Text Annotation¶
Text annotation associates actual textual content with structural elements, without it a document would be textless. FoLiA treats it as an annotation like any other.
Specification¶
Annotation Category: | |
---|---|
Declaration: |
|
Version History: | |
Since the beginning, revised since v0.6 |
|
Element: |
|
API Class: |
|
Required Attributes: | |
Optional Attributes: | |
|
|
Accepted Data: |
|
Valid Context: |
|
Explanation¶
Text is considered an annotation like any other rather than a given in FoLiA, but it is ubiquitous in almost all FoLiA
documents, as a document without text is a rare occurrence. Text content is always represented by the <t>
element
and can be associated with Structure Annotation and Subtoken Annotation. Consider text
associated with a words in a sentence:
<s xml:id="s.1">
<w xml:id="s.1.w.1">
<t>Hello</t>
</w>
<w xml:id="s.1.w.2">
<t>world</t>
</w>
</s>
FoLiA is not just a format for holding tokenised text, although tokenisation is a prerequisite for most all kinds of linguistic annotation. We can associate text content with a sentence as such:
<s xml:id="s.1">
<t>Hello world</t>
</s>
Untokenised FoLiA documents with text on higher structural levels are in fact common input to FoLiA-aware tokenisers.
As FoLiA’s representation of structure is hierarchical, you can nest various structure elements, but at the same time you can also associate text with structure elements on different levels, so specifying text on both the sentence and word level is valid too:
<s xml:id="s.1">
<t>Hello world</t>
<w xml:id="s.1.w.1">
<t>Hello</t>
</w>
<w xml:id="s.1.w.2">
<t>world</t>
</w>
</s>
We call the association of text content on multiple structural levels text redundancy, it has its uses in preserving the untokenised original text, and facilating the job for parsers and tools.
If this kind of redundancy is used (it is not mandatory!), you may optionally
point back to the text content of its parent structure element by specifying the offset
attribute:
<p xml:id="example.p.1">
<t>This is a paragraph containing only one sentence.</t>
<s xml:id="example.p.1.s.1">
<t offset="0">This is a paragraph containing only one sentence.</t>
<w xml:id="example.p.1.s.1.w.1">
<t offset="0">This</t>
</w>
<w xml:id="example.p.1.s.1.w.2">
<t offset="5">is</t>
</w>
...
<w xml:id="example.p.1.s.1.w.8" space="no">
<t offset="40">sentence</t>
</w>
<w xml:id="example.p.1.s.1.w.9">
<t offset="48">.</t>
</w>
</s>
</p>
Note
Offsets in FoLiA are always zero indexed (i.e, the first offset is zero, not one) and count unicode codepoints (as opposed to bytes). Take special care with combining diacritical marks versus codepoints that directly integrate the diacritical mark.

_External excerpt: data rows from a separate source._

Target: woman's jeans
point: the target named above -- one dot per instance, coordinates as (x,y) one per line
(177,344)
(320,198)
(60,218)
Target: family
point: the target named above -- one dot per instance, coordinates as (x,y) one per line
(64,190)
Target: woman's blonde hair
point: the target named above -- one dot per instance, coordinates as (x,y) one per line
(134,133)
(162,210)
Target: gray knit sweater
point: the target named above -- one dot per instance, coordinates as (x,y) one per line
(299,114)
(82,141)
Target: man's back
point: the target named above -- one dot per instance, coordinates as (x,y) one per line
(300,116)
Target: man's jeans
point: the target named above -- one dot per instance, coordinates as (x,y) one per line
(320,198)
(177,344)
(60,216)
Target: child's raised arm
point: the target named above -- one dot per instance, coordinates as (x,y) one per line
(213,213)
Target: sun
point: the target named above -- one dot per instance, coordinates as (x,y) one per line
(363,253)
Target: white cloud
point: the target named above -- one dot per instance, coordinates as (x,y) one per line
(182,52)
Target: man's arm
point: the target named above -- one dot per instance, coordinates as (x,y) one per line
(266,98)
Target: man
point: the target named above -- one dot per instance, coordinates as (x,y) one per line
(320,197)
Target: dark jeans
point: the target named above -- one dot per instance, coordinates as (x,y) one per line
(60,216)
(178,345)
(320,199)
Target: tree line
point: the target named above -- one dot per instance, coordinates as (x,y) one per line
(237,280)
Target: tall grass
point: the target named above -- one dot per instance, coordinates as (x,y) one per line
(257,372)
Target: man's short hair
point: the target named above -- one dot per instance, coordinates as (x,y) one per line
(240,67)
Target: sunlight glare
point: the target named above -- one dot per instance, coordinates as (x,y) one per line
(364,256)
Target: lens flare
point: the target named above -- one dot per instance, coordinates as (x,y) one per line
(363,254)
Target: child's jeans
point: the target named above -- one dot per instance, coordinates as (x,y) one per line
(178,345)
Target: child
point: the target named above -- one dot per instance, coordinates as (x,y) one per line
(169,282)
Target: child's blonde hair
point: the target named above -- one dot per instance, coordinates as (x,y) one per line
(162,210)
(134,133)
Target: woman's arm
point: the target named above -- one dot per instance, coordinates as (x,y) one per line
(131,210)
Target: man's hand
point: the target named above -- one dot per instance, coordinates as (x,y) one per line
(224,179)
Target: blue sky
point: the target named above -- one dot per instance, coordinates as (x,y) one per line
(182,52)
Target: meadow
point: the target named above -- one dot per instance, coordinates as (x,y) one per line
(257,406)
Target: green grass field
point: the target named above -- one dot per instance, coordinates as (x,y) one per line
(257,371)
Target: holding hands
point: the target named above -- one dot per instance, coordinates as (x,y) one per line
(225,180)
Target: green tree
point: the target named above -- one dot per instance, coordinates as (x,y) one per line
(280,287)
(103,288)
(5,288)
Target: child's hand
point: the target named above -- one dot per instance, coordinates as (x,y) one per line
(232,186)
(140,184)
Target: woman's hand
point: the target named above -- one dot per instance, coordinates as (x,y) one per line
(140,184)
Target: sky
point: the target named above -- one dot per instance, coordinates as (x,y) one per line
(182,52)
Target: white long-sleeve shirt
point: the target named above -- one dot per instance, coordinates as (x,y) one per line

Offsets can be used to refer back from deeper text-content elements. This does imply
that there are some challenges to solve: First of all, by default, the offset
refers to the first structural parent of whatever text-supporting element the text
content (<t>
) is a member of. If a level is missing we have to
explicitly specify this reference using the ref
attribute. We show this in the following example, where
there is no text content for the sentence, and we refer directly to the paragraph’s text:
<p xml:id="example.p.1">
<t>Hello. This is a sentence. Bye!</t>
<s xml:id="example.p.1.s.1">
<w xml:id="example.p.1.s.1.w.1">
<t ref="example.p.1" offset="7">This</t>
</w>
<w xml:id="example.p.1.s.1.w.2">
<t ref="example.p.1" offset="12">is</t>
</w>
<w xml:id="example.p.1.s.1.w.3">
<t ref="example.p.1" offset="15">a</t>
</w>
<w xml:id="example.p.1.s.1.w.4" space="no">
<t ref="example.p.1" offset="17">sentence</t>
</w>
<w xml:id="example.p.1.s.1.w.5">
<t ref="example.p.1" offset="25">.</t>
</w>
</s>
</p>
Text content is by default expected to be untokenised for higher-level structure; in w
structure elements it by
definition is tokenised, as that is precisely what provides the tokenisation layer. Text content elements may never be
empty nor contain only whitespace or non-printable characters, in such circumstances you simply omit the text-content
element altogether.
The notion of text redundancy can be useful but also creates room for error, the text on a higher level may not correspond with the text on a deeper level, as in the following erroneous example:
<s xml:id="s.1">
<t>Goodbye world</t>
<w xml:id="s.1.w.1">
<t>Hello</t>
</w>
<w xml:id="s.1.w.2">
<t>world</t>
</w>
</s>
FoLiA validators (since version 1.5) will not accept this and produce a text consistency error, so this is invalid FoLiA and should be rejected. Similar text consistency errors occur if you specify offsets that are incorrect.
Text classes (advanced)¶
It is possible to associate multiple text content elements with the same structural element, and thus associating multiple texts with the same element. You may wonder what could possibly be the point of such extra complexity. But there is a clear use case when dealing with for example corrections, or wanting to associate the text version just after a processing step such as Optical Character Recognition or any another kind of normalisation.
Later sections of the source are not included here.